Le rapport de l’IHEU attire enfin l’attention sur le fait que les assassinats toujours plus nombreux et autres cas de persécution commis à l’encontre des athées, ne doivent pas être perçus comme des événements isolés. Bien au contraire, ils participent d’un mouvement global de régression des droits : « The warning carried by this report is not only that we record in several countries incidents and trends of active persecution, as if they just happened, independently and spontaneously. Rather, it is that this looks very much like a pattern of regression on a global scale ».

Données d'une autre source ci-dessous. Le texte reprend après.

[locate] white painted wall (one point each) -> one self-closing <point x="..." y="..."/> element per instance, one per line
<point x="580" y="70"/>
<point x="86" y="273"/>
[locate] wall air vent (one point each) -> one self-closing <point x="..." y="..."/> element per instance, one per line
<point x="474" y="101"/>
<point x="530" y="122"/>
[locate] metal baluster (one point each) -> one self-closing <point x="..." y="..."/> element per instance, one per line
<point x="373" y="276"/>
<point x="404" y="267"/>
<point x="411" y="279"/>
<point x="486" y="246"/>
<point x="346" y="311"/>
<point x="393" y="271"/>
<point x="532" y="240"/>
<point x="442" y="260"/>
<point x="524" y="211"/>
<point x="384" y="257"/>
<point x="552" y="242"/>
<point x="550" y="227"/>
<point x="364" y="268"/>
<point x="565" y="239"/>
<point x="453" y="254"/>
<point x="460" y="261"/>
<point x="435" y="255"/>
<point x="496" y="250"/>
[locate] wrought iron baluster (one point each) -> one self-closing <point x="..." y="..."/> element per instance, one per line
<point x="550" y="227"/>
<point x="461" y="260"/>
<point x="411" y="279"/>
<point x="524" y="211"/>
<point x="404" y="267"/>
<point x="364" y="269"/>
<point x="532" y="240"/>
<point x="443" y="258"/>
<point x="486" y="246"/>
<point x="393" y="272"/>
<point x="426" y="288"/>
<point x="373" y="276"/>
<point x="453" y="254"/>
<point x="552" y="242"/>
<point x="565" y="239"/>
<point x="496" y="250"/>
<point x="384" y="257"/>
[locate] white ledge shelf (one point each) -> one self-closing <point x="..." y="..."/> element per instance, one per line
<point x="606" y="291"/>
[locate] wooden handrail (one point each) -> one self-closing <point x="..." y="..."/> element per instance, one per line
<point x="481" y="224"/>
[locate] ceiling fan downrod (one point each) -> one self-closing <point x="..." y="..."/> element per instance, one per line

Pour le président de l’IHEU, le Britannique Andrew Copson, c’est ici l’idée même de droit individuel et universel qui est mise en cause : « The idea that someone must be imprisoned for ostensibly ‘insulting’ the belief of a group of people puts an imagined, non-existent right of a group not to be offended, before the right of the individual to speak his or her mind. This is why human rights must, at base, be individual ». Et de plaider en conclusion, dans sa préface au rapport, pour que les droits humains soient appliqués à tous de manière strictement égale : « We are proud that all our work seeks to defend the view of individual, interconnected, universal human rights for everyone. The post-war human rights consensus seems under more pressure than ever. However, this is precisely when we need to stand up and defend these basic minimum standards ».
Jean-Philippe Schreiber (Université libre de Bruxelles).